Men kan zich nauwelijks een groter contrast indenken dan dat tussen deze spectaculaire Blindeman en de sobere, haast klassieke versie van Sophocles' vervolgstuk die Claus onder de titel In Kolonos voor Arca schreef.
De inhoudelijke veranderingen in Blindeman werden hier wijselijk niet doorgetrokken. De hele voorstelling, geregisseerd door Julien Schoenaerts, ademt een authentieke waardigheid. Daartoe draagt ongetwijfeld ook de gekozen ruimte bij: er wordt namelijk gespeeld in de prachtige, sobere refter van de St.-Baafsabdij.
Oedipus in Colonus is een weinig dramatisch, statisch stuk waarin de oude, blinde man, verbannen door Creon en zijn eigen zonen, onder begeleiding van zijn dochter Antigone naar Colonus bij Athene komt. Op de heilige plaats, gewijd aan de Eumeniden, zal hij sterven of beter gezegd: door de goden worden opgenomen. Oedipus verschijnt hier als de mens die, tijdens het lange lijden, grootsheid en sereniteit verwerft.
De Arca-voorstelling wordt gekenmerkt door een grote soberheid. Julien Schoenaerts speelt Oedipus met een sublieme presentatie, terwijl Aafke Bruining een heel heldere, zuivere uitbeelding brengt van de overige rollen.
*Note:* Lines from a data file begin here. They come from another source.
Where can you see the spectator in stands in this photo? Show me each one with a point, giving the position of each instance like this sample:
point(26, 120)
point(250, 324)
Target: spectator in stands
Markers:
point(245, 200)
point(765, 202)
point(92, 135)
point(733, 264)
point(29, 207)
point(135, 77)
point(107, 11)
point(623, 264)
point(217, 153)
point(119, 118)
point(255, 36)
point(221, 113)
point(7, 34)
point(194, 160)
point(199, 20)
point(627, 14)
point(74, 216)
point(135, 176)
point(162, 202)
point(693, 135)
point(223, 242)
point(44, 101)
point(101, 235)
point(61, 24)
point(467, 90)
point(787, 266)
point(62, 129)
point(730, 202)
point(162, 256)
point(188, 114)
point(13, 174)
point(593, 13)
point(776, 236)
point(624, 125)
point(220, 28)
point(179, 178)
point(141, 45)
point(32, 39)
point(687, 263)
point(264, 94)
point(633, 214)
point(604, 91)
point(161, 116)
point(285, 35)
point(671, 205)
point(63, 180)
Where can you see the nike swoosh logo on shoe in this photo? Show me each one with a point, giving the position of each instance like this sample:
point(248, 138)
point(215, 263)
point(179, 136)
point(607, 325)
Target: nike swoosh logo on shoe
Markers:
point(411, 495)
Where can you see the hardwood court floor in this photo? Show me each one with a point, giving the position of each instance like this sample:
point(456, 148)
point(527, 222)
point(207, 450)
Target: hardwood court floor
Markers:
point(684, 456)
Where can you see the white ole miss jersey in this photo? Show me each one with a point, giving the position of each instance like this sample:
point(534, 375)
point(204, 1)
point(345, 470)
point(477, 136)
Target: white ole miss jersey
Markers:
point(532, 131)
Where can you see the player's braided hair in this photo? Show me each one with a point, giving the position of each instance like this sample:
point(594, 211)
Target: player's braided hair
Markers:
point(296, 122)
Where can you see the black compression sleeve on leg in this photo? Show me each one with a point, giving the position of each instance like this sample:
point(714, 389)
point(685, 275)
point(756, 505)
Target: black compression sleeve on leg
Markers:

Zij maakt daartoe gebruik van licht abstraherende, witte maskers. Er wordt gespeeld op het grote, rechthoekige middenvlak van de refter dat met wit zand bedekt is en waarop enkele stenen voorwerpen uitgezet zijn: een voetstuk, een hand, een klein, door de tijd gepolijst en uitgevreten rotsblok.
Vanaf het begin is Julien Schoenaerts een indrukwekkende, waardige figuur. Bovendien slaagt hij erin een zekere evolutie weer te geven. Zich moeizaam voortbewegend, enkele keren bijna struikelend, is hij een beklagenswaardig man, getekend door het lijden. Zijn figuur groeit echter, over de met woede en zelfbewustzijn uitgesproken reactie op Creons plan om Oedipus weer naar Thebe te brengen, naar de kalmte en gemoedsrust van de slotscènes. Aan het eind krijgt hij een haast religieuze dimensie. Oedipus wordt een offerlam dat nu door de goden geroepen en in hun midden opgenomen wordt. In zijn laatste ogenblikken op aarde wordt hij vergezeld van twee wenende vrouwen, zijn dochters Antigone en Ismene. Wanneer het licht even de aandacht richt op de gekruisigde Christus die hoog op een van de dwarsmuren van de refter hangt, onderstreept dit moment heel treffend een al voelbaar gemaakt parallellisme. Schoenaerts' bezwerende stem draagt in niet geringe mate bij tot het oproepen van een gewijde sfeer.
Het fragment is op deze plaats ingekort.